Il garda le silence un instant puis se leva.
Je pensais que nous partagions un même fardeau, et j'ai cru bon de vous encourager dans ma voie. Mais en effet, vous n'êtes pas moi. Et je dois dire que j'admire le professeur Chourave. Je ne l'aurais pas cru capable d'une telle abnégation. Je serais fou de vouloir me mettre entre vous. Je garderais votre secret, Minerva.
Il me laissa seule préparer les obsèques et me donna le temps que je désirais pour reprendre le travail. J'ignorais comment confronter Pomona, lui dire que ma fuite était terminée, que désormais, si elle voulait toujours de moi, je serais à elle, maintenant et à jamais. Et une fois de lui, c'est elle qui vint à moi.
Nous avons regagné le château et Pomona m'a servi une tasse de thé, non sans y avoir ajouté une petite goutte de whiskey avant. Après une gorgée, je me laissais tomber sur le dossier de l'ottomane et la regardait longuement, comme si c'était la toute première fois. Ses ongles coupés courts sous lesquels restaient quelques traces de terre, ses longs cheveux bouclés ramenés négligemment sur sa nuque, le tic nerveux de sa jambe appuyée sur la pointe du pied au sol… Tout ceci m'avait tellement manqué.

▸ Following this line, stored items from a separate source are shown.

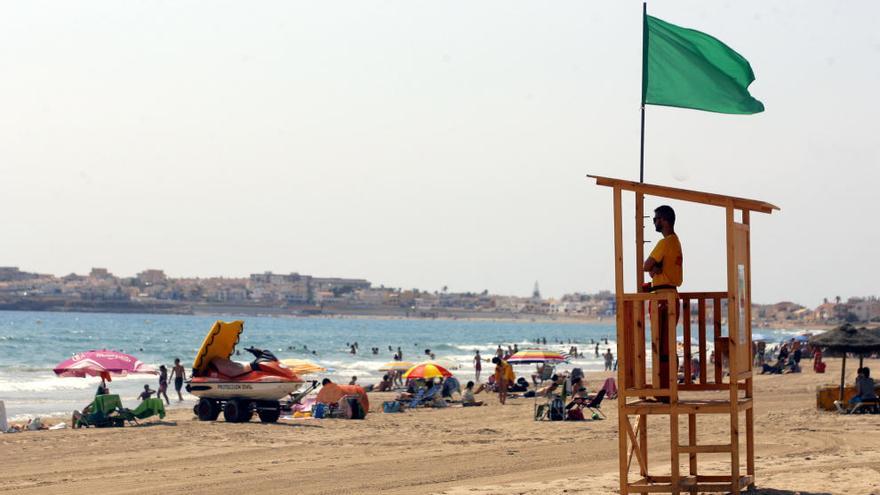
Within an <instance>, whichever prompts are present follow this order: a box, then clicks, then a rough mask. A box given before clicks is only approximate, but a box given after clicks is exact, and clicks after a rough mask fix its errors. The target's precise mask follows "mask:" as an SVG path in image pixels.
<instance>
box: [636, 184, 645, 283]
mask: <svg viewBox="0 0 880 495" xmlns="http://www.w3.org/2000/svg"><path fill="white" fill-rule="evenodd" d="M635 196H636V208H635V209H636V219H635V220H636V221H635V223H634V224H633V225H635V226H636V259H635V261H636V273H635V275H636V291H640V290H642V289H641V287H642V284H643V283H644V282H645V271H644V270H642V266H644V263H645V195H644V194H642V193H636V194H635Z"/></svg>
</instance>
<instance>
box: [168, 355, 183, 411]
mask: <svg viewBox="0 0 880 495" xmlns="http://www.w3.org/2000/svg"><path fill="white" fill-rule="evenodd" d="M171 377H172V378H174V390H177V400H178V401H182V400H183V394H181V393H180V389H181V388H183V381H184V380H186V369H185V368H184V367H183V365H182V364H180V358H174V367H173V368H171Z"/></svg>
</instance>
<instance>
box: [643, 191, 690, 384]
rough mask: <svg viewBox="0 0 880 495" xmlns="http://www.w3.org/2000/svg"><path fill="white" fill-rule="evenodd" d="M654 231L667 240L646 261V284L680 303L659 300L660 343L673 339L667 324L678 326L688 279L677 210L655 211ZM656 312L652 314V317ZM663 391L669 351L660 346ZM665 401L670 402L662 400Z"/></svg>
mask: <svg viewBox="0 0 880 495" xmlns="http://www.w3.org/2000/svg"><path fill="white" fill-rule="evenodd" d="M654 229H655V230H656V231H657V232H660V233H661V234H663V239H660V242H658V243H657V245H656V246H655V247H654V250H653V251H651V254H650V255H649V256H648V258H647V259H646V260H645V264H644V266H643V269H644V271H646V272H648V273H649V274H650V275H651V283H650V285H649V284H645V287H644V289H645V290H647V291H648V292H654V293H666V292H673V293H675V294H676V302H675V306H674V307H673V308H669V307H667V306H668V304H667V303H666V301H658V304H657V313H656V314H657V321H652V322H651V323H652V326H653V327H654V328H658V329H659V330H660V342H667V341H668V339H669V326H668V324H667V322H668V321H669V318H670V316H672V317H674V318H675V323H676V324H677V323H678V314H679V311H678V304H679V303H678V297H677V296H678V287H680V286H681V282H682V280H683V278H684V272H683V266H682V260H683V257H682V253H681V242H679V240H678V235H676V234H675V210H673V209H672V207H671V206H668V205H663V206H660V207H658V208H657V209H655V210H654ZM654 314H655V313H654V312H653V311H651V315H652V318H653V315H654ZM659 350H660V384H659V386H660V388H669V348H668V347H667V346H665V345H661V346H660V349H659ZM660 400H661V401H665V400H668V398H666V397H661V398H660Z"/></svg>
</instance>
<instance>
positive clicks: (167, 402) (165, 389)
mask: <svg viewBox="0 0 880 495" xmlns="http://www.w3.org/2000/svg"><path fill="white" fill-rule="evenodd" d="M167 391H168V368H166V367H165V365H164V364H163V365H162V366H159V390H158V391H157V392H156V398H157V399H161V398H162V396H164V397H165V403H166V404H171V401H169V400H168V393H167Z"/></svg>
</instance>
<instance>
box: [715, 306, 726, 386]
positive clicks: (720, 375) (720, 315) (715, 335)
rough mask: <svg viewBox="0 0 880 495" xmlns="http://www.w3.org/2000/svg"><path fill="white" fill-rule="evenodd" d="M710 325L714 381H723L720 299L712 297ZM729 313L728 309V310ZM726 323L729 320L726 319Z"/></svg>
mask: <svg viewBox="0 0 880 495" xmlns="http://www.w3.org/2000/svg"><path fill="white" fill-rule="evenodd" d="M712 312H713V313H712V319H713V320H714V321H712V325H713V327H714V329H715V333H714V336H715V383H721V382H722V381H724V380H723V379H724V376H723V374H722V369H721V365H722V364H723V363H724V356H723V352H722V351H723V349H722V347H721V299H718V298H716V299H712ZM728 313H729V311H728ZM727 323H728V325H729V324H730V320H728V321H727Z"/></svg>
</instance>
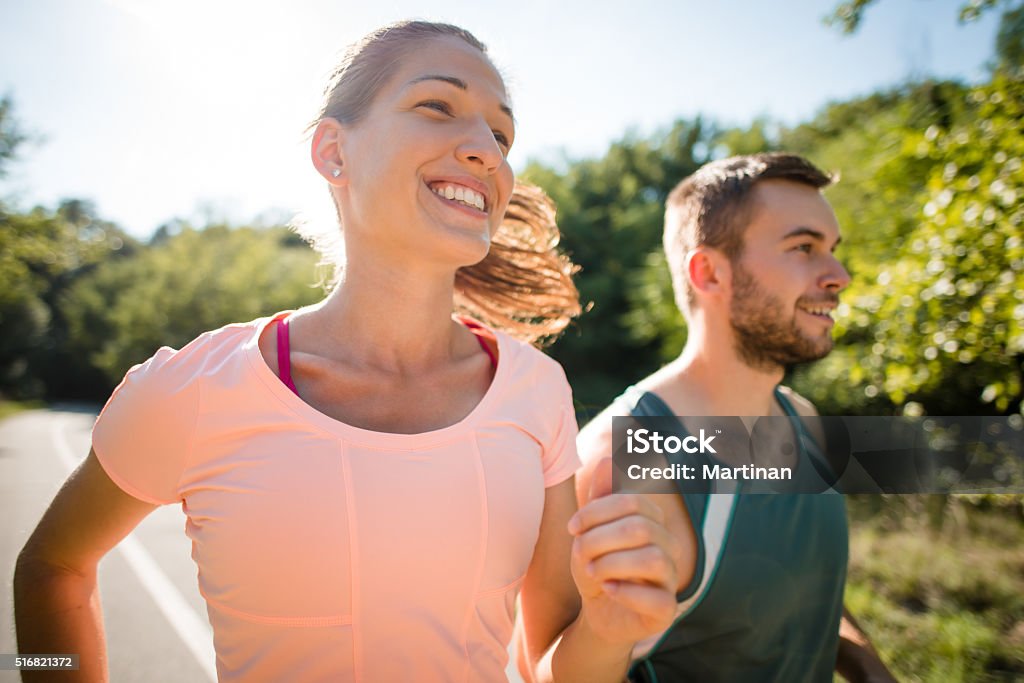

Sans un mot, je déposais ma tasse sur la table basse et la prenais dans mes bras dans une étreinte que je fis durer autant qu'il m'était possible. Mina's dream vint me chatouiller de nouveau les narines, me procurant immédiatement un sentiment de retour au foyer. J'étais là où je voulais rester pour le reste de mes jours, dans les bras de celle que j'aimais.
Il n'est jamais trop tard pour deux cœurs qui s'aiment d'un amour sincère de se trouver et de se garder, malgré les obstacles de la vie.